Tem mais uma especificidade sobre essa fuga do Telegram da Rússia. Eles inclusive se tornaram símbolo: o “avião de papel deles” [a logo do Telegram] deu ignição ao episódio em que as pessoas passaram a protestar contra o governo russo atirando avião de papel como simbolização de o Telegram servir como meio de contraposição ao governo Putin. Assim, ele não cedeu a uma imposição de um sujeito que é o símbolo de autoritarismo. É o “o Estado sou eu” moderno. Então, se esse cara desafiou o Putin, e aí se o Bolsonaro ou o Lula bloquearem o Telegram, o aparecimento de dicas para acessar o Telegram por uma VPN será trivial (e não exatamente seguro). Ainda, eventualmente, isso atrapalhará o acesso ao Telegram na Argentina, no Uruguai, no Paraguai, como já aconteceu outras vezes com os bloqueios do WhatsApp e do YouTube. Então eu acho que o Telegram tem muitas ferramentas, muitos recursos tecnológicos, mas essas especificidades do Telegram trazem pra ele uma conjuntura que deixa mais evidente alguns aspectos e desafiam, de forma mais frontal, algumas questões, por exemplo, do TSE. Eu não diria que ele é uma plataforma “sem lei”,nem que a solução é fazer uma regulação nacional. Eu acho que tem que ser como a gente tá fazendo, propondo uma concertação no PL 2630 [“PL das Fake News”],para que se tenha espaço dedicado a ouvir os dissensões e tentar construir consensos mínimos, em torno de  específicas, mas sempre com um olhar multifacetado. Acho que isso deve acontecer em mais espaços na ONU ou recuperar o que foi perdido com o “NETmundial”. A gente está indo para dez anos do NETmundial sem nenhuma perspectiva de uma segunda edição. Eu quero dizer que a perspectiva da governança da Internet é se manter na mesma lógica.

P – Sobre a exigência de ter sede no Brasil, você acha que o Telegram poderia, diplomaticamente, aproximar-se de autoridades no Brasil e nos países que dialogam com suas diretrizes institucionais de respeito aos direitos humanos?
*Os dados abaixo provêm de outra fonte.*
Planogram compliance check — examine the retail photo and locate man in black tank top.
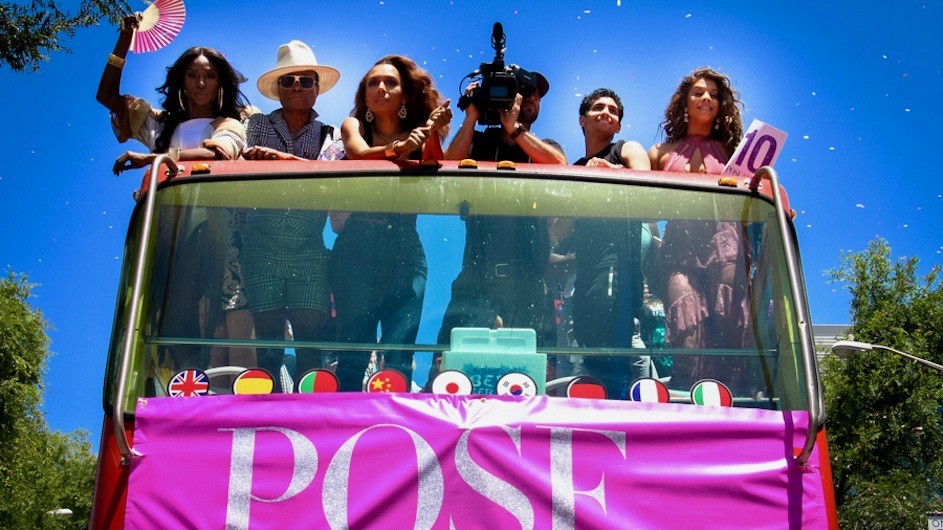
[570,88,651,398]
[430,68,566,381]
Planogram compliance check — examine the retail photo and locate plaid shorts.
[242,210,330,313]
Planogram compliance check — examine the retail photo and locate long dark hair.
[350,55,449,138]
[154,46,249,153]
[661,67,743,154]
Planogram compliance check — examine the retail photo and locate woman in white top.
[97,16,249,174]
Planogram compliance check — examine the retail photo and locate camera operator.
[445,68,566,164]
[429,67,566,384]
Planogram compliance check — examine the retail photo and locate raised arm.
[341,116,430,160]
[95,15,138,114]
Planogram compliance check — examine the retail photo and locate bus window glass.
[106,174,806,410]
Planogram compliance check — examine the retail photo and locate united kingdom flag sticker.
[167,369,210,397]
[432,370,472,396]
[495,372,537,397]
[691,379,733,407]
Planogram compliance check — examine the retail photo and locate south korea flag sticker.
[495,372,537,397]
[432,370,472,396]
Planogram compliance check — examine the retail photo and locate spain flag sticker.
[495,372,537,397]
[566,375,606,399]
[367,369,409,392]
[691,379,733,407]
[432,370,472,396]
[232,368,275,396]
[629,377,668,403]
[295,369,340,394]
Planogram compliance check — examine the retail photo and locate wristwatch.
[383,141,399,160]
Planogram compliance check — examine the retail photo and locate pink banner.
[126,394,827,530]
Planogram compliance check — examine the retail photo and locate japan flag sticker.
[432,370,472,396]
[495,372,537,397]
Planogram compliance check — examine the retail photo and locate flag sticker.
[432,370,472,396]
[367,369,409,392]
[495,372,537,397]
[566,375,606,399]
[295,369,340,394]
[629,377,668,403]
[232,368,275,396]
[691,379,733,407]
[167,369,210,397]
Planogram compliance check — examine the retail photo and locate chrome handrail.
[113,154,180,466]
[750,166,825,465]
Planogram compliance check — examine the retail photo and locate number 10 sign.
[724,120,788,177]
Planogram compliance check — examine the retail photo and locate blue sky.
[0,0,943,446]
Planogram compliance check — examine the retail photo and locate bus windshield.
[105,169,809,410]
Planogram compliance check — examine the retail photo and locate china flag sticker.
[167,370,210,397]
[566,375,606,399]
[367,369,409,392]
[495,372,537,397]
[432,370,472,396]
[691,379,733,407]
[232,368,275,396]
[297,370,340,394]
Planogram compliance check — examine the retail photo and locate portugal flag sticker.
[629,377,668,403]
[367,369,409,392]
[232,368,275,396]
[495,372,537,397]
[296,369,340,394]
[167,370,210,397]
[566,375,606,399]
[432,370,472,396]
[691,379,733,407]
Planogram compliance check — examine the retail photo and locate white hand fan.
[131,0,187,53]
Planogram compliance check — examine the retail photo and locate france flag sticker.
[629,377,668,403]
[691,379,733,407]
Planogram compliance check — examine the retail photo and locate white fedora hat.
[258,40,341,101]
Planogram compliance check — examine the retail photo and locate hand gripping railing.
[750,166,825,465]
[113,154,179,465]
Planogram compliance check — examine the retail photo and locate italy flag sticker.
[298,370,340,394]
[629,377,668,403]
[691,379,733,407]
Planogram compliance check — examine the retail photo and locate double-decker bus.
[92,158,837,529]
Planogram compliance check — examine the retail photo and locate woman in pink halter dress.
[649,68,752,395]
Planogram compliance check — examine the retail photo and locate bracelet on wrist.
[105,53,125,70]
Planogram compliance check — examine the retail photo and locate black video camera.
[458,22,536,125]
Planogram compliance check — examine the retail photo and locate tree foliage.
[0,0,131,72]
[823,238,943,530]
[0,273,95,529]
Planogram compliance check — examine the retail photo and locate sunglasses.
[278,74,318,90]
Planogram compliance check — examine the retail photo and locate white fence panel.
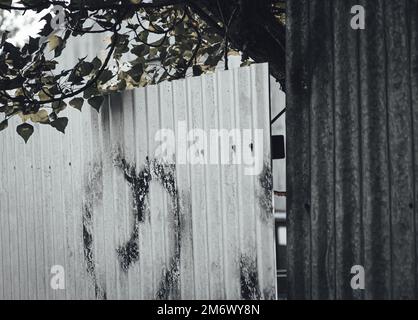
[0,64,276,299]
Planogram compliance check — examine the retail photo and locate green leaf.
[88,96,104,112]
[51,117,68,133]
[0,119,9,131]
[16,123,34,143]
[69,98,84,111]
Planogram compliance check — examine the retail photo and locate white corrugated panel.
[0,64,276,299]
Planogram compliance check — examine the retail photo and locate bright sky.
[0,6,44,45]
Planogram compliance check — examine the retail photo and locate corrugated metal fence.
[0,65,276,299]
[287,0,418,299]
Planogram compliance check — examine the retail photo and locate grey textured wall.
[287,0,418,299]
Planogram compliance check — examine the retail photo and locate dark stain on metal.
[240,255,261,300]
[258,163,273,223]
[82,163,107,300]
[156,252,180,300]
[114,155,181,299]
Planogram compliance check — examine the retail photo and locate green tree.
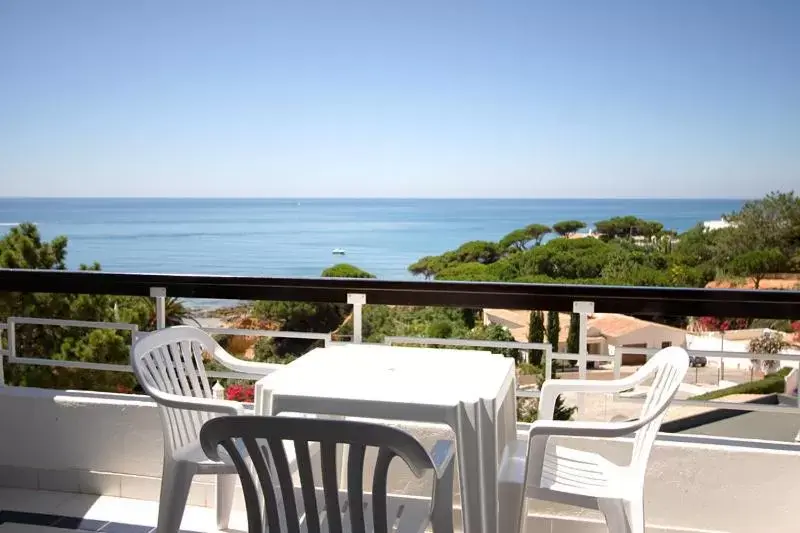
[567,313,580,353]
[525,224,553,246]
[467,324,521,364]
[594,215,664,240]
[0,223,142,391]
[719,192,800,261]
[500,228,531,251]
[517,374,578,422]
[122,296,197,331]
[500,224,553,251]
[436,263,498,281]
[322,263,375,278]
[553,220,586,237]
[454,241,500,264]
[748,331,789,374]
[528,311,544,366]
[427,320,453,339]
[408,255,442,279]
[547,311,561,352]
[730,248,786,289]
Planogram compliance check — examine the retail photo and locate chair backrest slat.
[267,439,300,533]
[131,326,227,452]
[200,416,433,533]
[631,347,689,477]
[294,440,320,533]
[347,444,367,533]
[242,438,280,531]
[225,439,268,532]
[320,441,342,533]
[372,448,394,533]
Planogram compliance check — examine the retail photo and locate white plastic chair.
[131,326,282,533]
[200,416,455,533]
[498,347,689,533]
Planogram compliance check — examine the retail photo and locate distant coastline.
[0,198,744,279]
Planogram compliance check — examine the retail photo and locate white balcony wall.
[0,387,800,533]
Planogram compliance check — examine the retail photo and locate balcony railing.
[0,270,800,430]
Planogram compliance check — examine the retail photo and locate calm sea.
[0,198,743,279]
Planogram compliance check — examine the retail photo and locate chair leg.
[431,460,455,533]
[624,500,644,533]
[156,459,194,533]
[215,474,236,529]
[598,499,631,533]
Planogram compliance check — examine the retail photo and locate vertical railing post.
[347,293,367,343]
[0,327,8,387]
[572,302,594,379]
[572,302,594,412]
[544,346,553,381]
[150,287,167,329]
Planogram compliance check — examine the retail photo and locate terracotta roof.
[484,309,685,342]
[706,278,800,290]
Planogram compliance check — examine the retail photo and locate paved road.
[557,366,758,385]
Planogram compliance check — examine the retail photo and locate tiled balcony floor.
[0,488,247,533]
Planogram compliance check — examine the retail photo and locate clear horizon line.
[0,195,754,200]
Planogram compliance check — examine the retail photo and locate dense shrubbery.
[409,193,800,294]
[0,223,190,392]
[692,368,792,400]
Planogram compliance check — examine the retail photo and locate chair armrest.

R – Eu pessoalmente não sei exatamente se eu concordo ou discordo ou se eu faria diferente, mas eu compreendo completamente o Telegram se privar de estabelecer qualquer tipo de comunicação institucional com qualquer país. Mesmo com os países em relação aos quais ele vê uma visão mais democrática no momento. Fazendo um comparativo, vamos supor que em 2009 ele fizesse algum tipo de contato com o Brasil e tivesse um representante no país. E aí, dez anos depois, a situação é completamente outra. Eu imagino que hoje, até por isso, o Pavel se coloca muito como persona do Telegram e ele consegue, digamos, se proteger. Uma pessoa só e, enfim, se resguardar de eventuais escândalos, perseguição etc. Se o Telegram fosse estabelecer dez representantes que fossem para América Latina, América do Norte, Europa ocidental, Europa oriental e Rússia, seriam várias janelas para questões serem levantadas de “o que essa pessoa já falou, onde ela já trabalhou, de onde ela vem”. E isso, enfim, de alguma forma daria alguma pista de onde eles estão. Então eu acho que é coerente, com o esforço que eles fazem, eles não terem relações diplomáticas e se ocuparem bastante assim. Mas talvez fosse um movimento interessante aceitar contatos para algum diálogo mais transparente, pelo menos, ainda que sem identificar indivíduos que falassem em nome deles. 

Acho que o Telegram é a plataforma que, para mim, hoje representa o que eu acho de mais alinhado com a defesa da liberdade na Internet. Mesmo entendendo que ela não é perfeita, acho interessante a forma como ela reage às questões.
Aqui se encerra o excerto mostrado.